MITCHELL… the aim of the Seismic Resilience Project is to put Jamaica in the safest position
Earthquake Unit acquires funds to implement seismic resilience project for Jamaica
THE EARTHQUAKE UNIT, in the Department of Geography and Geology, The University of the West Indies (UWI), Mona, has acquired funds from the World Bank through The Jamaica Social Investment Fund (JSIF) to implement a Seismic Resilience Project for Jamaica. The project commenced last December and involved setting up a new seismic station in Font Hill, Westmoreland; acquiring additional accelerometers; renovating the Central Recording Office at the Earthquake Unit; and employing a Junior Seismic Research Fellow to detect seismic problems. Total funding amounted to approximately US$800,000.
Broad band seismometer
“We have 12 seismic stations, located spatially across the island, but there is a big gap in Westmoreland. The order has been placed to build a seismometer which will record the magnitude and where an earthquake occurs. This will be shipped to Jamaica from the US by April 2017,” said Professor Simon Mitchell, Head of the Department of Geography and Geology, The UWI, Mona.

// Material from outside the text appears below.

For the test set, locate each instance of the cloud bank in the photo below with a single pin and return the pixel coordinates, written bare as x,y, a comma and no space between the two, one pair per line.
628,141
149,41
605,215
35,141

Plans are also in place for the acquisition of at least 12 accelerometers to be placed mainly on school buildings islandwide, and on some hospital buildings, to record the amount of shaking resulting from an earthquake. “An accelerometer records how a building responds to an earthquake. It tells the frequency the building shakes at. If the frequency is the same as the earthquake, the building has the potential to collapse. The natural frequency of the building is wrong if it is very similar to the frequency of the earthquake,” Mitchell said.
Paul Williams, Network Engineer holding a GPS station. Williams worked with JSIF on the World Bank project
Accelerators have been placed on buildings at The UWI, the Kingston Public Hospital, the Office of Disaster Preparedness and Emergency Management (ODPEM), the Norman Manley International Airport, and on some facilities on Highway 2000. “The cost of an accelerator is about US$20,000. If you invest large amounts of money on a building you should consider acquiring one,” Mitchell said.
“In fact, permanent structures such as the very big hotels, fire stations and hospitals should have one as we need to understand how these buildings respond to an earthquake. You can strengthen the building to ensure that less energy is transferred to the building during an earthquake, so that it won’t fall down. We need to inform people how they should change their building, and make as many buildings as safe as possible,” he added.
Additionally, the Earthquake Unit will be employing a Junior Seismic Research Fellow to be trained to examine seismic problems. “This Research Fellow will look at how different parts of the country react to earthquakes. For example, the shaking from an earthquake is more on flat land than on a limestone hill, because of the differences in the rock and soil. The Seismic Research Fellow will go out and collect information using the accelerometer. This is the way to go now. The future is reducing the impact of earthquakes, not measuring it,” Mitchell said.
“We want to inform people that if you design the building with an earthquake in mind, the chances are it will survive. Where you build is also important. It is all about making the building more resilient to the effects of an earthquake. If we have buildings which can withstand earthquakes, lives will be saved,” he added.
The Earthquake Unit will also be renovating its Central Recording Office by replacing old solar panels to maintain its services in the event of an earthquake or hurricane. “We need to be self-sufficient and energy-wise if something happens. We have to continuously record and collect data so that we can know what happened during an earthquake,” Mitchell said.
This coming year, 12 existing seismic stations will also be upgraded with the addition of digital seismometers. “We have four stations which are already digital. We want to upgrade the other eight to digital to have state-of-the-art stations to record the information we need to record,” Mitchell said.
Jamaica gets between 60 and 120 earth tremors per year, most of which are small. Mitchell is grateful for the funding from the World Bank through the JSIF, and the partnership with the Earthquake Unit, which he feels will have a positive outcome at the end of the day. “The aim of the Seismic Resilience Project is to put Jamaica in the safest position, as the occurrence of an earthquake is not a question of “if”, it is a matter of “when”. It can strike at any time,” he said.